On the bright side, Palantir's commercial business continues to grow as it leverages its battle-hardened reputation to gain more enterprise customers. U.S. commercial revenue surged 136% year over year in the first quarter -- which represented its fifth straight quarter of accelerating growth.
Declining retention rates and margins
Palantir ended the first quarter with a net dollar retention rate of 124%, but that still represented a decline from 131% in the fourth quarter. Softer-than-expected guidance for the second quarter also suggests the company's retention rates will continue declining.
Adjusted gross and operating margins also declined both sequentially and year over year in the first quarter.
Period |
Q1 2021 |
Q2 2021 |
Q3 2021 |
Q4 2021 |
Q1 2022 |
---|---|---|---|---|---|
Gross Margin |
83% |
82% |
82% |
83% |
81% |
Operating Margin |
34% |
31% |
30% |
29% |
26% |
During the conference call, CFO Dave Glazer said that contraction would continue with a "base case" adjusted operating margin of 20% in the second quarter as it accelerates its investments "in advance of anticipated contract awards." Glazer expects Palantir to report an adjusted operating margin of 27% for the full year -- compared to 31% in 2021.

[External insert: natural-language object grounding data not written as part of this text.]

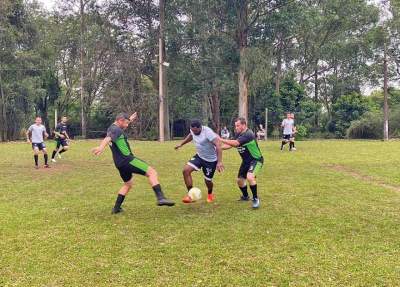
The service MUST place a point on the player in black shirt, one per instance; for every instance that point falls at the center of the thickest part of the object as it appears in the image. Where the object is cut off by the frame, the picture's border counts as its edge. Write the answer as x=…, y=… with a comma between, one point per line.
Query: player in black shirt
x=126, y=163
x=61, y=137
x=252, y=159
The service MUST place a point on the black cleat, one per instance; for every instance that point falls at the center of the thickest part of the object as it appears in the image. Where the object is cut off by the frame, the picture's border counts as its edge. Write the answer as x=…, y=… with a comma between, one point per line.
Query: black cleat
x=115, y=211
x=244, y=198
x=165, y=201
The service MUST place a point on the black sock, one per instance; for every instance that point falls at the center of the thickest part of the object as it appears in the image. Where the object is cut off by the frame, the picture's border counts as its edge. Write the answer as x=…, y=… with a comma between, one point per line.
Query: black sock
x=254, y=190
x=158, y=191
x=119, y=201
x=244, y=191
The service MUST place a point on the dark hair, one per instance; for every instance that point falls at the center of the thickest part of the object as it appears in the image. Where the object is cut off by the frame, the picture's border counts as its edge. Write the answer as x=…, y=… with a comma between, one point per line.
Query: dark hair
x=121, y=116
x=241, y=120
x=195, y=124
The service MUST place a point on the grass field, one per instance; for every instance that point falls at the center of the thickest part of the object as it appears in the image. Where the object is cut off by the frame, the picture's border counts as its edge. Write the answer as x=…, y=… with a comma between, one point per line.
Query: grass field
x=330, y=216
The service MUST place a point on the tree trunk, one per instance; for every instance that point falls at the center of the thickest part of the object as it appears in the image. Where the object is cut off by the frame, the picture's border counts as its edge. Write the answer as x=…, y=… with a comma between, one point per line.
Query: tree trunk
x=83, y=117
x=242, y=45
x=4, y=124
x=385, y=97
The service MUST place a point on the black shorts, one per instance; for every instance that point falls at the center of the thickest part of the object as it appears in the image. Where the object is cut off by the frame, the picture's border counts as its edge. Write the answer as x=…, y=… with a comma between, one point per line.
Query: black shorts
x=208, y=167
x=253, y=167
x=287, y=137
x=39, y=146
x=136, y=166
x=61, y=142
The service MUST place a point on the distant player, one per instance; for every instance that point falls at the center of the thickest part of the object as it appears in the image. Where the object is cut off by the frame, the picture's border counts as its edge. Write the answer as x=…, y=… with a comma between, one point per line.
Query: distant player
x=208, y=157
x=35, y=135
x=287, y=126
x=126, y=163
x=252, y=159
x=61, y=137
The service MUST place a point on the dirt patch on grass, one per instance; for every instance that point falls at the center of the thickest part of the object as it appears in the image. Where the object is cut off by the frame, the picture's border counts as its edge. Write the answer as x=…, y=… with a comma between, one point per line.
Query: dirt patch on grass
x=356, y=174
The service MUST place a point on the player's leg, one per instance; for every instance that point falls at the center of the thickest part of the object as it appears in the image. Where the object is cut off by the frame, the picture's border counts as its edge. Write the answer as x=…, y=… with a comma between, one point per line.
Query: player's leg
x=255, y=167
x=209, y=171
x=35, y=148
x=140, y=167
x=241, y=181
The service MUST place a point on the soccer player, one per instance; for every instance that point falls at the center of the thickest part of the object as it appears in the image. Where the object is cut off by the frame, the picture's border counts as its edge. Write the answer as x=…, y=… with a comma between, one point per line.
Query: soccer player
x=35, y=135
x=252, y=159
x=126, y=163
x=62, y=139
x=287, y=125
x=208, y=157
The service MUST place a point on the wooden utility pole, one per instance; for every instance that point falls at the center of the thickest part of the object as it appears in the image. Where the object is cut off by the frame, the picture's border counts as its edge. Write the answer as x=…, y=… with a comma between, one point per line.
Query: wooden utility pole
x=83, y=117
x=385, y=95
x=164, y=130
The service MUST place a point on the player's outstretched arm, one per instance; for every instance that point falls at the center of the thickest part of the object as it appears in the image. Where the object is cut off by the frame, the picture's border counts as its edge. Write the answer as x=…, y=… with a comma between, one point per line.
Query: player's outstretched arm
x=231, y=143
x=98, y=150
x=218, y=147
x=186, y=140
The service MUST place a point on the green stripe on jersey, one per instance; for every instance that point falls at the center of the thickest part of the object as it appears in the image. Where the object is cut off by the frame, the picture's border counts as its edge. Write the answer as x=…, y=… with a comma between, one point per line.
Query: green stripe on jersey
x=253, y=149
x=122, y=145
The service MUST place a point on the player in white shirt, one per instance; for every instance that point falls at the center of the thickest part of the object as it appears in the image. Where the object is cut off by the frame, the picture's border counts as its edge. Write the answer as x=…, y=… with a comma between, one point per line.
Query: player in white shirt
x=35, y=135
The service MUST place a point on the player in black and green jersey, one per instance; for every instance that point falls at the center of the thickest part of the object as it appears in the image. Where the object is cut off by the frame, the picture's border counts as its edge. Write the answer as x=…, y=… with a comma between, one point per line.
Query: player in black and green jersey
x=252, y=159
x=126, y=163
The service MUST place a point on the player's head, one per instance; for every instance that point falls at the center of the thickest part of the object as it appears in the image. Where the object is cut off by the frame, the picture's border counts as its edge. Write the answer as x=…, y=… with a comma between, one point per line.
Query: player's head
x=122, y=120
x=38, y=120
x=240, y=125
x=195, y=126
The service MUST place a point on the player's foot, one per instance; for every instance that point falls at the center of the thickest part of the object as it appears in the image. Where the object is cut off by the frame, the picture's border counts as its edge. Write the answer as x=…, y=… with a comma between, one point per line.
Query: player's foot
x=165, y=201
x=244, y=198
x=187, y=199
x=116, y=210
x=256, y=203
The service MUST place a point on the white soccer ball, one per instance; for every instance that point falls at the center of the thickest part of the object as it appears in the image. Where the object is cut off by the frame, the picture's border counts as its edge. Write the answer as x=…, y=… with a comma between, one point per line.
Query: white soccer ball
x=195, y=193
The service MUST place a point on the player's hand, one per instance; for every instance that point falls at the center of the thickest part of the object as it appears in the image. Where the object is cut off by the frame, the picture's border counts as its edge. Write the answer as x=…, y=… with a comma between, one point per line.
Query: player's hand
x=133, y=117
x=220, y=167
x=97, y=150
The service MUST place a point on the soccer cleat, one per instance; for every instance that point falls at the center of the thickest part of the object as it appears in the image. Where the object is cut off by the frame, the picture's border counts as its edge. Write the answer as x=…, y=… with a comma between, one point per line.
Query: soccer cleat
x=244, y=198
x=187, y=199
x=165, y=201
x=116, y=210
x=256, y=203
x=210, y=198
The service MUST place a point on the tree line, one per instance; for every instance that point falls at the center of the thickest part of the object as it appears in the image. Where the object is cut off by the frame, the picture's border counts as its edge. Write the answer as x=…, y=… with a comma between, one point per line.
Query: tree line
x=217, y=59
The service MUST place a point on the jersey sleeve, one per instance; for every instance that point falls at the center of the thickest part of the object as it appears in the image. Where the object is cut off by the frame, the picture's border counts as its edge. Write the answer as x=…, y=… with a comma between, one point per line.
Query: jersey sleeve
x=211, y=136
x=245, y=138
x=114, y=132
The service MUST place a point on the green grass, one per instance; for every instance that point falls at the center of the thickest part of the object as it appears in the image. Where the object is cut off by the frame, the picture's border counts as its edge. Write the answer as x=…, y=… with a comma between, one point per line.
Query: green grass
x=317, y=226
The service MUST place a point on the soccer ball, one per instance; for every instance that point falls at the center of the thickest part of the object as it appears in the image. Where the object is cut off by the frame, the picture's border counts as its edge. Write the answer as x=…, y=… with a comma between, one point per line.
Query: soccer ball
x=195, y=193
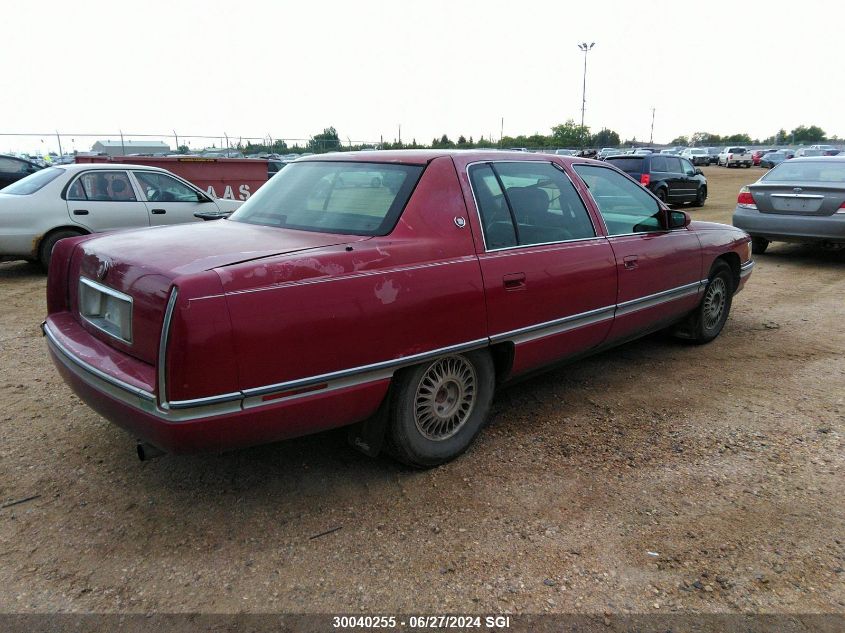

Is Palantir getting too cheap to ignore?
Palantir's slowing growth, rising expenses, and stubborn insistence on maintaining its 30% revenue-growth target through 2025 -- even though it's pinned to "anticipated" contracts in the future -- raises red flags. However, the company's weighted-average share count only rose 1% sequentially in the first quarter. This indicates its aggressive dilution -- which has been a major issue ever since its direct listing -- is finally ending.
At $7.50 per share, Palantir now trades at less than eight times this year's sales. Unfortunately, many other comparable growth stocks are trading at even lower valuations. For example, Twilio, the cloud communications company that expects to grow its organic revenue by more than 30% annually through 2024 trades at five times this year's sales.
Therefore, I believe Palantir stock could easily drop to $5 in this tough market for unprofitable growth stocks. I once owned (and sold) Palantir, but I can't recommend buying it back in this difficult market -- especially when plenty of other higher-quality stocks are still on sale.